Frontlines Online Edition
Water & Neglected Tropical Diseases
March/April 2013

Insights from Administrator Rajiv Shah

This past month, I had the opportunity to travel to Mogadishu, Somalia—the first visit of a senior U.S. Government official to the country in 20 years. For the last few years, the Somali people have endured the unendurable, from endemic conflict to famine. But they have also come together to build a new foundation that will anchor what we hope will be a stable, hopeful future for the nation. 

Rajiv Shah
Rajiv Shah

While in Somalia, I saw firsthand our program to empower more than 150,000 youth across the country with the education, skills and training they need to start businesses of their own. In one small village in northern Somalia, this program has helped two young people, Mohamed and Said, set up a small business that produces water pump filters. Their first customer was a mother of three who lived in an internally displaced persons camp and had exhausted her income from buying 12 liters of purified water every day.

Globally, more than 1 billion people do not have access to safe water—a fundamental resource that many of us here in America don’t think twice about when we turn on our tap. While we have seen tremendous progress—halving the proportion of people without sustainable access to safe drinking water since 1990—we still have far to go, and we cannot go alone. We have to leverage the expertise, commitment and resources of a range of partners, from the global private sector to local civil society organizations.

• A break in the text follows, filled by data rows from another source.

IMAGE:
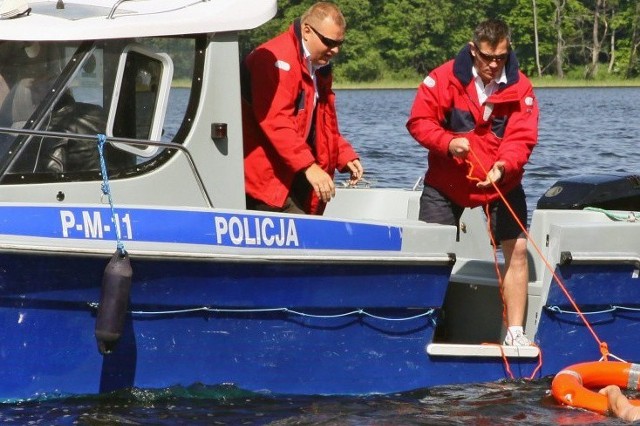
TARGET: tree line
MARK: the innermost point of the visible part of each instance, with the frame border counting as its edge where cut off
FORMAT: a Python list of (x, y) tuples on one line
[(402, 39)]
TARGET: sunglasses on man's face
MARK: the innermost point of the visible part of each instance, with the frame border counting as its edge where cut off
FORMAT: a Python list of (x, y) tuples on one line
[(491, 58), (329, 42)]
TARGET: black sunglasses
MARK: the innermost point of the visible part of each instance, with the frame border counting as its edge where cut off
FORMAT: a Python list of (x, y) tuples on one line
[(329, 42), (491, 58)]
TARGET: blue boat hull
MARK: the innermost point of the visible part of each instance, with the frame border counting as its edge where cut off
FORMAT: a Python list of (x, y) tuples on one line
[(608, 295), (285, 327)]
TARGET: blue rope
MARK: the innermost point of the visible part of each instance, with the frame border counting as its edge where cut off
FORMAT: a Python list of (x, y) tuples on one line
[(106, 189)]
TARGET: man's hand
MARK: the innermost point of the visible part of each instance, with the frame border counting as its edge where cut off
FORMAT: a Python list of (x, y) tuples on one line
[(494, 175), (459, 147), (356, 170), (321, 182)]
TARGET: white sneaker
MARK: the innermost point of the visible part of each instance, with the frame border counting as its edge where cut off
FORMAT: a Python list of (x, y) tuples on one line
[(517, 338)]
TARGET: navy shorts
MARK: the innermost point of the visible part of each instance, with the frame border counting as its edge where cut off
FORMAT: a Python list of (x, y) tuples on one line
[(435, 207)]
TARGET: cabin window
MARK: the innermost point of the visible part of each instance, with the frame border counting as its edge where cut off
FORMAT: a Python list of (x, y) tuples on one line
[(121, 88), (140, 96)]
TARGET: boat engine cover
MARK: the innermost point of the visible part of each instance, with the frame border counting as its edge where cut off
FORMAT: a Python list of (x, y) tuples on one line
[(611, 192)]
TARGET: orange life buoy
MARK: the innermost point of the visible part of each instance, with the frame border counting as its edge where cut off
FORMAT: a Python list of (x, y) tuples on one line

Through our Development Innovation Ventures fund, we’re partnering with the Bill & Melinda Gates Foundation to help bring safe drinking water to at least 4 million of the world’s poor. Called WASH for Life, this initiative will source and rigorously test great ideas to improve access to water and sanitation services. Our first grantee is a startup in Kenya that is using new technology to convert waste into fertilizer and biogas.

We’re also getting ready to release our new water strategy, which will ensure that our work in water, sanitation and hygiene is well-integrated with our efforts in food security, global health and climate change.

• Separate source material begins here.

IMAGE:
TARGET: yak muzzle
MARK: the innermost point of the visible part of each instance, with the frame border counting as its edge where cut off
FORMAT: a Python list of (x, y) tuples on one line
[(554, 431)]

The truth is, meeting this challenge is about more than expanding access to clean water and adequate sanitation. It is about eliminating the conditions that put millions of children at significantly heightened risk of contracting painful, debilitating diseases. Every year, neglected tropical diseases—which disproportionately impact poor and rural populations with limited access to clean water and sanitation—affect billions worldwide, undermining the lifelong potential of individuals and their nations.

To help change this reality, we have focused on scaling up our programs in global health to have nationwide impact. In the last several years, Ghana has become the first country in sub-Saharan Africa to eliminate trachoma, the world’s leading cause of preventable blindness. In post-conflict Sierra Leone, we’ve helped achieve national coverage with mass drug administration for all endemic neglected tropical diseases, including in Freetown, one of the most challenging urban environments.

Most importantly, we’ve learned from these approaches. Until recently, many countries were treating these diseases through separate, uncoordinated programs that focused on individuals scattered throughout the country, rather than targeted regions. But thanks to the World Health Organization, mass drug administration proved that there could be a different, much more effective approach.

You can make progress against multiple diseases by controlling and treating them together, and focusing on large, at-risk populations in certain geographic regions. These two themes—integration and focus—have become the hallmark of our new Call to Action to end preventable child death. 

Even as we reflect on our progress, we know that there are neglected tropical diseases that need more research, communities that need more support, and individuals who need lifesaving treatment. Ultimately, these programs are about more than fighting a single disease. They’re about advancing human progress—helping families escape devastating cycles of poverty and disease that drain vital health and economic resources, hold back nations, and prevent young children from fulfilling their potential.